À la recherche de données d’entraînement légales
Les modèles d’IA générative sont des imitateurs hors pair, et les modèles de synthèse vidéo comme le dernier Gen-3 Alpha de Runway ne font pas exception. Les entreprises qui les créent doivent rassembler une grande quantité d’exemples vidéo (et d’images fixes) à analyser, permettant aux modèles d’IA résultants de resynthétiser ces informations en nouvelles générations vidéo guidées par des descriptions textuelles appelées “prompts”. Et lorsqu’il manque des données d’entraînement, cela peut donner lieu à des générations inhabituelles, comme nous l’avons vu lors de notre évaluation de Gen-3 Alpha en juillet.
Cependant, par le passé, les entreprises d’IA se sont retrouvées en difficulté juridique pour avoir extrait d’énormes quantités de médias sans autorisation. En fait, Runway est actuellement le défendeur dans une classe d’action qui allègue une violation de copyright pour avoir utilisé des données vidéo obtenues sans permission afin d’entraîner ses modèles de synthèse vidéo. Alors que des entreprises comme OpenAI ont prétendu que ce processus d’extraction était “un usage équitable”, les tribunaux américains ne se sont pas encore prononcés de manière définitive sur la pratique. Avec d’autres défis légaux potentiels à l’horizon, il est logique, du point de vue de Runway, de rechercher et de signer des accords pour des données d’entraînement totalement légales.
Même si les données d’entraînement deviennent entièrement légales et sous licence, les différents acteurs de l’industrie du divertissement voient l’IA générative comme un phénomène allant d’une fascination à une horreur. La capacité de cette technologie à créer rapidement des images et des vidéos sur la base de prompts pourrait attirer des studios cherchant à rationaliser la production. Cependant, cela soulève des préoccupations polarisantes parmi les syndicats concernant la sécurité de l’emploi, ainsi que parmi les acteurs et musiciens sur l’utilisation abusive de leur image et des questions éthiques, et parmi les studios quant aux implications légales.
Pour l’instant, les nouvelles concernant cet accord n’ont pas été bien accueillies par les critiques de l’IA très vocaux sur les réseaux sociaux. Sur X, le cinéaste et critique de l’IA Joe Russo a écrit : “Je ne pense pas avoir jamais vu une suite de mots plus dégoûtante que : ‘développer des opportunités de création de contenu à la pointe de la technologie et économiquement avantageuses.’

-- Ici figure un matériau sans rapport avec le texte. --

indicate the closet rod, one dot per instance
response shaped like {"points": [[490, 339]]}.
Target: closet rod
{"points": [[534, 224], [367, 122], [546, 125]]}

L’artiste de conception cinématographique Reid Southen a partagé un avis similaire sur X : “Je me demande ce que pensent les réalisateurs et acteurs de leurs films d’avoir leur travail intégré dans l’IA pour créer un modèle propriétaire. En tant qu’artiste sur The Hunger Games? Je suis furieux. C’est le premier pas vers le remplacement des artistes et des cinéastes.”
C’est une peur que nous entendrons probablement plus souvent dans le futur, alors que la technologie de synthèse vidéo par IA devient de plus en plus capable – et pourrait devenir un outil standard de la réalisation cinématographique. Alors que les studios explorent les applications de l’IA malgré les incertitudes légales et les préoccupations liées au travail, des partenariats comme celui entre Lionsgate et Runway pourraient façonner l’avenir de la création de contenu à Hollywood.
En tant que journaliste, je trouve fascinant d’observer comment l’IA transforme l’industrie du divertissement. Cependant, cette évolution soulève de nombreuses questions éthiques et juridiques sur la création artistique et l’impact sur les artistes. L’avenir de la créativité est à un tournant délicat, et il est essentiel que cet équilibre soit respecté tout en innovant.